How IT Pros are Adopting Containers
Container architecture has become exceedingly popular with application developers because containers enable them to create and deploy applications using agile software development methodologies along with CI/CD. These capabilities allow for ease of creation and quick deployment along with rapid and efficient rollbacks.
Containers have also occupied a prominent space for themselves, especially in cloud-based environments. Many organizations are considering replacing their VMs with container architecture. These containers would be used as general-purpose computational platforms for their applications and workloads. But all these are still very broad-scope use cases. Let’s attempt to narrow the key use cases of containers where they are most relevant.
Applications constructed using microservice architecture comprise many loosely coupled and independently deployable smaller services. The small, portable nature of containers makes them the perfect match for microservice architectures.
Since many teams have been working on a common foundation for building, shipping, and operating software, embracing DevOps and using a combination of microservices as architecture and containers as a platform is an easy transition.
Hybrid and multi-cloud functionality
Containers are platform-independent and easy to migrate. They form the underpinning architecture for hybrid and multi-cloud scenarios. Since containers can work across laptops, computational devices, on-prem, and in cloud networks, organizations can operate across multiple public clouds or use a combination of their own data centers. They are also used for modernizing applications and their migration to the cloud.
While containers are excellent tools for bundling and running applications in production environments, IT professionals need to ensure that containers are not only running these apps, but also that there is zero downtime. If a container fails, another must be ready and quick in replacing the downed one. This shortcoming of containers is handled by an extensible platform called Kubernetes (K8). It was created by Google and later open-sourced in 2014 to manage containerized workloads and services.
Kubernetes is taking the telecom industry by storm. As telcos expand their infrastructure and use more computation-intensive applications, they’re opting for K8s and incorporating the technology as the backbone of their telecom services, such as 5G infrastructure.
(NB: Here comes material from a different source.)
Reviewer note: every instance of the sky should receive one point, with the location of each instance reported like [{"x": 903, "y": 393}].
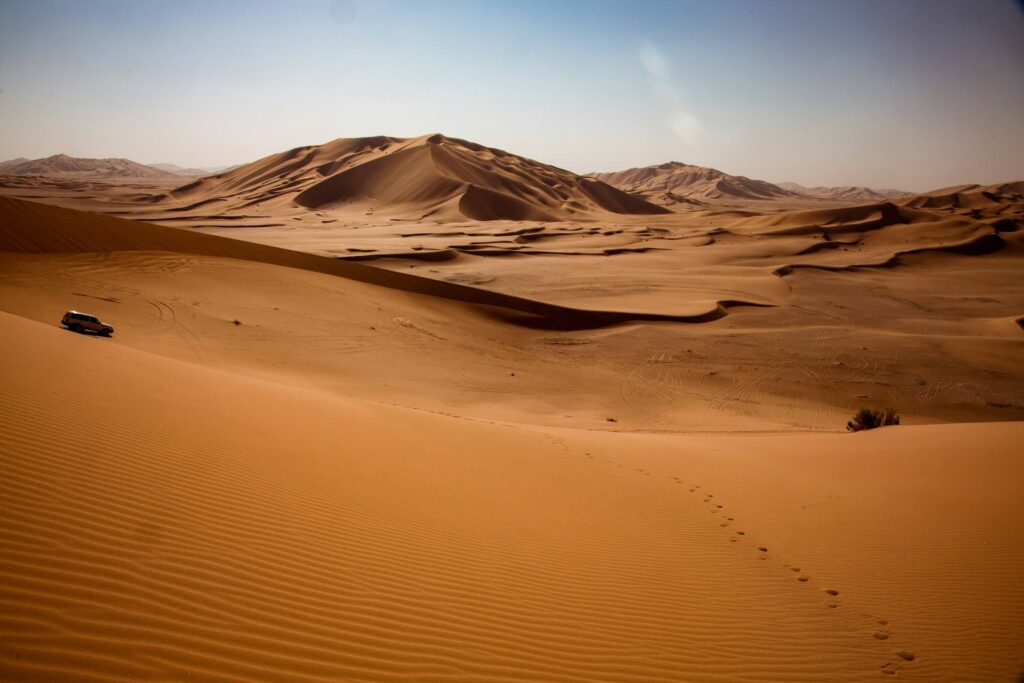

K8s is leading the cloud-native orchestration platform, and when telcos adopt such a technology, you can rest assured that the technology is here for a long time.
Here is what to expect as more IT infrastructures incorporate containers.
- As an increasing amount of organizations are adopting containerized architecture, enterprises are shifting their focus beyond application development and testing. This focus has now shifted to Kubernetes (Container orchestration). Organizations are vying for more granular control, increased monitorability, and enhanced security.
- As containerized development is slowly becoming the norm, container architecture is penetrating farther into various areas of IT, such as storage, networking, and security. One potential trend is the use of containers and K8s in network edge. This trend is still in its early stages, but it may potentially allow for remote deployment and management of software across various locations and devices.
- Some enterprises are planning on using containers and K8s to deploy stateful applications such as machine learning apps. Some early adopters of these technologies are beginning to look beyond container orchestration and are mapping out broader Agile and DevOps transformations possibilities.
- With VMware leading the trend of on-premises adoption, Kubernetes isn’t far behind. As VMware introduces more products and partnerships, it will further drive the on-prem adoption and bring K8s to mainstream audiences.
- While the K8s is having its “moment,” serverless development is predicted to make a comeback. Serverless enables developers to utilize cloud-native infrastructure for simplifying the deployment, monitoring, and operation of their applications. While K8s can scale globally, doing so is still a very complex process.